L’Église catholique au Laos : un parcours de foi au cœur du pays au million d’éléphants

Le Laos, pays situé au cœur de l’Asie du Sud-Est, est une terre de collines vallonnées, de forêts vierges et du Mékong, fleuve qui traverse tout son territoire et qui est un symbole profondément ancré dans la culture locale. La population du Laos compte environ 7,8 millions d’habitants, répartis en trois groupes principaux : les Lao Loum (68 %), les Lao Theung (22 %) et les Lao Soung (9 %), ainsi que plus de 49 minorités ethniques. Le bouddhisme Theravada, introduit au XIVe siècle, est pratiqué par plus de 67 % de la population et est profondément ancré dans la vie spirituelle du peuple laotien. Parallèlement au bouddhisme, le christianisme, qui englobe le catholicisme et le protestantisme, représente environ 1,5 % de la population et coexiste avec l’islam et diverses croyances indigènes, créant ainsi une société religieuse diversifiée.

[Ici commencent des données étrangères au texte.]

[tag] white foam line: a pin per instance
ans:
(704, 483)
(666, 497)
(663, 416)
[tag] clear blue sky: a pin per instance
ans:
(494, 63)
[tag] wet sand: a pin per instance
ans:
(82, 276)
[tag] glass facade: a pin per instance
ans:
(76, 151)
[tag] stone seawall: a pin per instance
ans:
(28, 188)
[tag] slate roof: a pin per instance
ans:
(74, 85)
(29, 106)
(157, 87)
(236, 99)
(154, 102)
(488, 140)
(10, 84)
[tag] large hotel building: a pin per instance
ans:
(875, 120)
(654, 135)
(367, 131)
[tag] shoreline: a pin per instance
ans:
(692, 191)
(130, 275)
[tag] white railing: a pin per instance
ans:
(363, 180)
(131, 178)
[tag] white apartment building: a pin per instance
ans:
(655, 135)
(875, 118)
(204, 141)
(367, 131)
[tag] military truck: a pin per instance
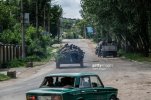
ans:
(106, 48)
(69, 54)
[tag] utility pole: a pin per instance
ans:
(37, 27)
(22, 27)
(45, 17)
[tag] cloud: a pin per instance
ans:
(71, 8)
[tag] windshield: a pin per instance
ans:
(58, 82)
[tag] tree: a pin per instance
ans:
(123, 20)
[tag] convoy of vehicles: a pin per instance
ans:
(106, 48)
(69, 54)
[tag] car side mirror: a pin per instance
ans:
(94, 84)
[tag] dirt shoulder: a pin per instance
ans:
(24, 74)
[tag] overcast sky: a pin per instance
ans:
(71, 8)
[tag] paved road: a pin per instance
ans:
(111, 68)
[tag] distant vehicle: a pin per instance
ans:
(70, 54)
(105, 48)
(72, 86)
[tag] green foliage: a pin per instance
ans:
(11, 36)
(4, 77)
(136, 57)
(125, 21)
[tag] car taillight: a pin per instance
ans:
(31, 98)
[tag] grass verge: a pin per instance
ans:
(4, 77)
(136, 57)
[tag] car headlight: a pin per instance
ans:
(55, 97)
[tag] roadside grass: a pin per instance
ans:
(37, 61)
(4, 77)
(136, 57)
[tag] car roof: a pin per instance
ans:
(71, 74)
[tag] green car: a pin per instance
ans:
(72, 86)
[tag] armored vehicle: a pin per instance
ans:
(106, 48)
(69, 54)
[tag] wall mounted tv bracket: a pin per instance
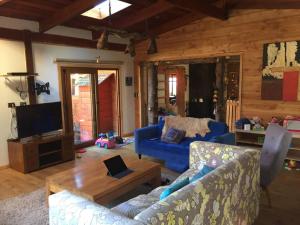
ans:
(42, 88)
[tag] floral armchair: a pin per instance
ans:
(227, 196)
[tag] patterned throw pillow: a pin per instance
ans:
(173, 136)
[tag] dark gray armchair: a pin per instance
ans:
(274, 151)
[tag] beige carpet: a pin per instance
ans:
(29, 209)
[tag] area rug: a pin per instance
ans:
(29, 209)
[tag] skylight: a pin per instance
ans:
(102, 10)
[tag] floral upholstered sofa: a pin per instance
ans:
(229, 195)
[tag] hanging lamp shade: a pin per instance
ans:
(152, 47)
(103, 40)
(130, 48)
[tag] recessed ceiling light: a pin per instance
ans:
(101, 11)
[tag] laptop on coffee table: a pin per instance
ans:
(117, 167)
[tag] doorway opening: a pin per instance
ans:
(93, 94)
(201, 88)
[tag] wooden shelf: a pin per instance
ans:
(51, 164)
(37, 153)
(50, 152)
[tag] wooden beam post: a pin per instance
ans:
(29, 66)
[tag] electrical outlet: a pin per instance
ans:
(11, 105)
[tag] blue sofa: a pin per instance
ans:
(176, 156)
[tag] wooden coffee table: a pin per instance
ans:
(90, 179)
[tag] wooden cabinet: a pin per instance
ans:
(34, 154)
(256, 138)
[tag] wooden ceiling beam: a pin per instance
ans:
(136, 17)
(143, 14)
(3, 2)
(176, 23)
(18, 35)
(266, 4)
(67, 13)
(202, 7)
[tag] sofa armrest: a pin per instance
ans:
(66, 208)
(228, 139)
(149, 132)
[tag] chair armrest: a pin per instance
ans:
(228, 139)
(66, 208)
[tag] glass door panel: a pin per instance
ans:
(82, 107)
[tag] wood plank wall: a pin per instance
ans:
(244, 33)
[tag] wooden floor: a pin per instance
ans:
(285, 190)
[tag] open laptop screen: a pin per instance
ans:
(115, 165)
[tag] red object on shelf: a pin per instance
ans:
(81, 151)
(290, 85)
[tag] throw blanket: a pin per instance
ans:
(192, 126)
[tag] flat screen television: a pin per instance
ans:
(38, 119)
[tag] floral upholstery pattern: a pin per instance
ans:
(68, 209)
(229, 195)
(135, 205)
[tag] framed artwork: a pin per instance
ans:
(280, 73)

La graine de l’Évangile germe au Laos

La foi chrétienne a pris racine au Laos en 1879, lorsque le père Fiot, de la Société des Missions Étrangères de Paris (MEP), est arrivé dans le village de Naham, dans la province de Sam Neua. La graine de l’Évangile a été nourrie par le sang et la fidélité inébranlable des témoins de la foi pendant les périodes de persécution. Parmi eux, 17 martyrs du Laos ont été béatifiés le 11 décembre 2016. Après près de deux siècles, l’Église catholique au Laos compte aujourd’hui environ 51.000 fidèles, organisés en quatre vicariats apostoliques : Vientiane, Thakhek (Khammouane), Pakse et Luang Prabang. Chaque vicariat comprend de nombreuses paroisses et communautés de foi, qui propagent la foi dans les villages les plus reculés.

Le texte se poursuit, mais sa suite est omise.